Бог дал, но не расщедрился. Для конкуренции с вундеркиндами — а наша знаменитая школа на них именно и рассчитывалась — я не годилась. Профессия, где девяносто процентов успеха зависело от технической свободы, без чего, будь ты хоти семи пядей, хоть лопни от «музыкальности», пробиться шансов не оставалось, в основе своей была не для таких, как я. Не для тех, кто на эстраду выходил как на плаху, лобное место, публичное поругание. В Малом зале консерватории в проходе между кулисами и сценой торчал пожарный кран, и всегда, только объявляли мою фамилию, я, дернувшись, об него ударялась.
Больно, с размаху.
Потом были годы блаженств, наслаждений тем, что умели другие.
Освободившись от зависти, ревности сравнений отнюдь не в свою пользу, я обжила и Малый, и Большой зал как дом родной, но уже в качестве благодарного слушателя. Собирала диски великих исполнителей, а моя нотная библиотека тоже была оставлена сестре.
И вот, столько лет спустя, в Гаити из Монреаля пришла посылка от Виты: простенькие пьески Скарлатти, сонатины Клементи, «Юношеский альбом» Шумана — азы, которые, при столь длительном перерыве, пришлось постигать заново, с трудом.
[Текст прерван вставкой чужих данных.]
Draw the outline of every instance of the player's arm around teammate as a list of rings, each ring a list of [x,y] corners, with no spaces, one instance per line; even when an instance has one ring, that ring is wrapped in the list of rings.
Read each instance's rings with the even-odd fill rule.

Но я увлеклась. Подпевала, глуша фальшь вдрызг расстроенного пианино, не заметив как дверь в комнату приоткрылась, на пороге возник Андрей.
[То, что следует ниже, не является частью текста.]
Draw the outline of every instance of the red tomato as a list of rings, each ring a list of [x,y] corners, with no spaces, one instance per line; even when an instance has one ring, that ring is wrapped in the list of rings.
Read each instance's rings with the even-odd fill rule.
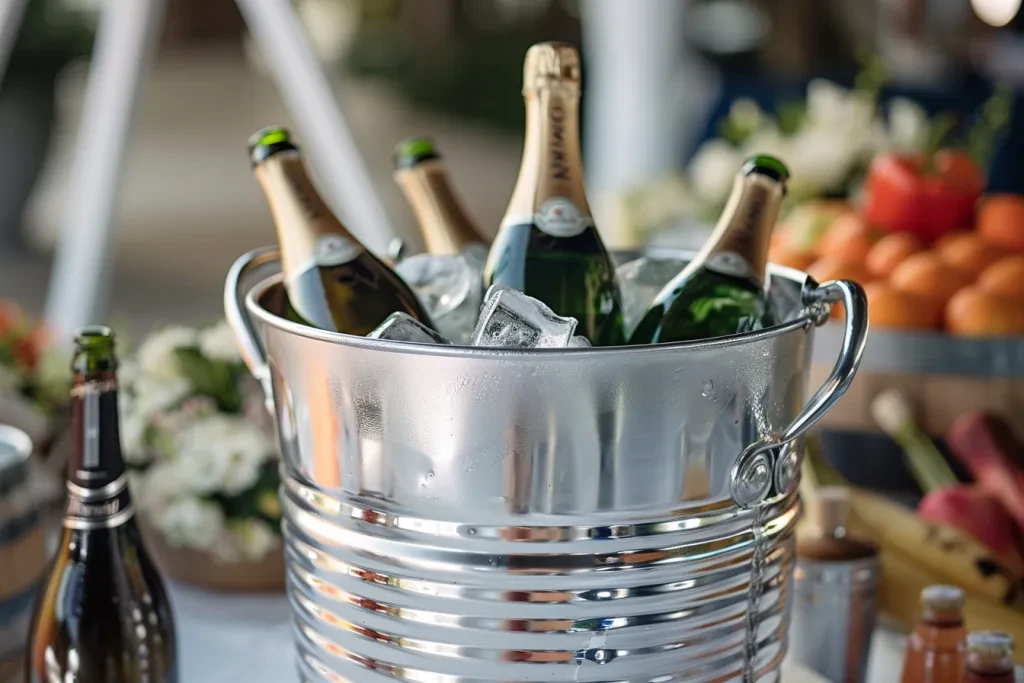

Вернулся с работы раньше обычного, застав меня врасплох. Я вскочила, хлопнула крышкой: демонстрировать кому либо свои «успехи» вовсе не входило в мои планы. Но он сказал: надо позвать настройщика. Так у нас в доме появился месье Дорэ.
Пожилой, темнокожий, обидчиво-горделивый, скорбно-насмешливый, ну очень типичный для своего ремесла, а уж скольких настройщиков я повидала. Даже великий Богино мой «Стейнвей» навещал, он, в чьем ведении находились рояли Рихтера, Гилельса, Большого, Малого залов. Мною он, Богино, бывал не доволен, я струны зверски рвала, и, верно, думал: достался же недотепе такой благородный инструмент.
Месье Дорэ мои исполнительские способности абсолютно не занимали.
Сообщил, что придется фетр у молоточков менять, то ли от времени изъеденного, то ли поработали мыши. Интересно, как же они туда пролезли?
Месье Дорэ оживился: да запросто, и это-де довольно частый случай… В его французский вдруг прорезался одесский говорок. Сомкнулось: мое детство, Москва, зима, круглый стул на винте, скамейка у педалей, до которых не доставали мои ноги, том иллюстрированных сказок Пушкина, на котором я восседала, первая учительница Раиса Михайловна, повторяющая: круглее мизинчик, Надя.